0 Replies Latest reply on Apr 7, 2014 3:59 AM by arnaldo.demaio

    LuceneCacheLoader persistance

    arnaldo.demaio

      Hi all,

      In my use case I need to load a preexisting lucene index into infinispan datagrid, expose it to some (many) concurrent read/write and persist (no matter sync or async) on the same phisycal index directory, writing out only delta between ingrid image and content on disk.

      It seems that such a component doesn't exist in infinispan. I used some naive solutions like:

      1. Directory copy API: simply just copy all files inside the Infinispan Directory on the disk overwriting any if preexistent. This solution is poor because doesn't lock the index and altough lucene index is self coherent you'll have old files that don't belongs to index inside the phisical directory.

       

       

       

      org.apache.lucene.store.Directory backup = new org.apache.lucene.store.NIOFSDirectory(new File(indexBackupPath));

                      if (null != this.dirIndex){

                           IndexFileNameFilter filter = IndexFileNameFilter.getFilter();

                           int numfiles = dirIndex.listAll().length;

                           for (String file : dirIndex.listAll()) {

                             if (filter.accept(null, file)) {

                                 dirIndex.copy(backup, file, file);

                             }

                           }

       

       

       

      2. using the API IndexWriter deleteAll and addIndexNoOptimize: with this solution is created another instance of Directory that point to the disk, all files inside are deleted and finally all the ones in the grid are committed to the directory.

       

       

                  IndexWriter writer = null;
                  boolean bRet = false;
                  IndexWriterConfig idxCfg = new IndexWriterConfig(Version.LUCENE_30,
                          new StandardAnalyzer(Version.LUCENE_30));
                  idxCfg.setOpenMode(IndexWriterConfig.OpenMode.APPEND);
                  try {
                      org.apache.lucene.store.Directory backup = new org.apache.lucene.store.NIOFSDirectory(new File(indexDir));
                      writer = new IndexWriter(backup, idxCfg);
                      writer.deleteAll();
                      writer.addIndexesNoOptimize(this.dirIndex);
                      writer.commit();
                      writer.close();
                      bRet = true;
                  }

       

      Both the solutions don't fit exactly my use case and are obviously not efficient.

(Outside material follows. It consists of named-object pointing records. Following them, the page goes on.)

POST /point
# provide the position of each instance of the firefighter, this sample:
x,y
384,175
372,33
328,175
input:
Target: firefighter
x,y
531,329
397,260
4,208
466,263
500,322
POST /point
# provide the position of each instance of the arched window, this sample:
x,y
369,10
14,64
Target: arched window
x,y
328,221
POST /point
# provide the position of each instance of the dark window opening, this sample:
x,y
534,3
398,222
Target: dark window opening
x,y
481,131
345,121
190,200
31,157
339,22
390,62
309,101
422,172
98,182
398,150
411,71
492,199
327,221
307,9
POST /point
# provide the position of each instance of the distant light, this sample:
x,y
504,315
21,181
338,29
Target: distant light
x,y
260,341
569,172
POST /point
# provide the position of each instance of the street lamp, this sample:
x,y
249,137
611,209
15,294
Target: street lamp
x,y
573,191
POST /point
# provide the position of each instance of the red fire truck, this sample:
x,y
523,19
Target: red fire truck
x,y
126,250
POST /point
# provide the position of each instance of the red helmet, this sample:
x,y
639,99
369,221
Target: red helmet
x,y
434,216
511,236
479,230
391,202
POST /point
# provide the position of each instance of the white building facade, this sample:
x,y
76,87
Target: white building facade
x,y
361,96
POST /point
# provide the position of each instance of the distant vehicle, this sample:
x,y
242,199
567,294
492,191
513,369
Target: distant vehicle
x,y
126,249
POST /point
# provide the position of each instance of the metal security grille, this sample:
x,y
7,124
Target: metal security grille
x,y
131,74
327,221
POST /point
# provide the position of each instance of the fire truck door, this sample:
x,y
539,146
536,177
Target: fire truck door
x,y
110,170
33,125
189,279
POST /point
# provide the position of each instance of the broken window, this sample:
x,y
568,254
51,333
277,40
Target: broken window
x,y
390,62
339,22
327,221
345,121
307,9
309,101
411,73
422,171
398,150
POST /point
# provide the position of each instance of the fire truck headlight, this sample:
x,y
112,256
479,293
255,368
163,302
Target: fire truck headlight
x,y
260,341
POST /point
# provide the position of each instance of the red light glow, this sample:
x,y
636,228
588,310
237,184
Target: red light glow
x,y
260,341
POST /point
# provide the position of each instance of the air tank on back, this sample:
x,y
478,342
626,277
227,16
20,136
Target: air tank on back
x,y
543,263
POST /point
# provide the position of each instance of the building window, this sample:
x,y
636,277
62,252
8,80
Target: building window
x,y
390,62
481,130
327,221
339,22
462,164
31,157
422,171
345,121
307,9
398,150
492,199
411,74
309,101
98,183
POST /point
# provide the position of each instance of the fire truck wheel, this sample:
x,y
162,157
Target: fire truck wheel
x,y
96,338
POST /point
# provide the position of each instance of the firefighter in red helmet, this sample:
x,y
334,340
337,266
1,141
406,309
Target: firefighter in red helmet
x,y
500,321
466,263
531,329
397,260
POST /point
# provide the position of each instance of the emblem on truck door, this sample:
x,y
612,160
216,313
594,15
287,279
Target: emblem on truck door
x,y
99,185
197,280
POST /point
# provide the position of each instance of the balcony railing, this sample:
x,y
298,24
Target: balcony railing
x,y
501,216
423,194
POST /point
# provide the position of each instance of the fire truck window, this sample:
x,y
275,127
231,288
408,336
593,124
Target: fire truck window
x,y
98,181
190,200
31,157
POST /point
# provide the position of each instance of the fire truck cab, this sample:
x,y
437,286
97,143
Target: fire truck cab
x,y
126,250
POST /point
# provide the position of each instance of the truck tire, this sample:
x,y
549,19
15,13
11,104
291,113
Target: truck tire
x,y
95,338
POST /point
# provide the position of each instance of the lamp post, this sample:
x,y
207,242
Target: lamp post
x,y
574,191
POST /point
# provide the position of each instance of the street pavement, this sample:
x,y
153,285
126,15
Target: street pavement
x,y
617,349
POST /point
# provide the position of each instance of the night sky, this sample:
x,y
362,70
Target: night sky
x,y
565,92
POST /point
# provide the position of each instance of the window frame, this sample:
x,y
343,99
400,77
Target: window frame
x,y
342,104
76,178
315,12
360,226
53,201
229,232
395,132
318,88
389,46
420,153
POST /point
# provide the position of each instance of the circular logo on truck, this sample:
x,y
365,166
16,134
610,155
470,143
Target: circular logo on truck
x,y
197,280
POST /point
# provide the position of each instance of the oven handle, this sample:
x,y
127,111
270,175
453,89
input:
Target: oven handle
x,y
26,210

      I was looking at infinispan/lucene/lucene-v3/src/main/java/org/infinispan/lucene at 6.0.x · infinispan/infinispan · GitHub package and wondering how to implement write through (or behind) on disk. Could be a good starting point to let DirectoryLuceneV3 extending some concrete Lucene Directory class (not just Directory) and preserving  'super' behaviour on write in the overrided methods, for example when writing something like the following dummy:

       

      MyDirectoryLuceneV3.java:

       

      /**

          * {@inheritDoc}

          */

         @Override

         public IndexOutput createOutput(final String name) {

           IndexOutput io = impl.createOutput(name);

          super.createOutput(name);

          return io;

         }

       

       

      I'm a little bit confused on how it should be implemented and the drawbacks and risks keeping try to implement this solution. Any help would be really appreciated!

      Arnaldo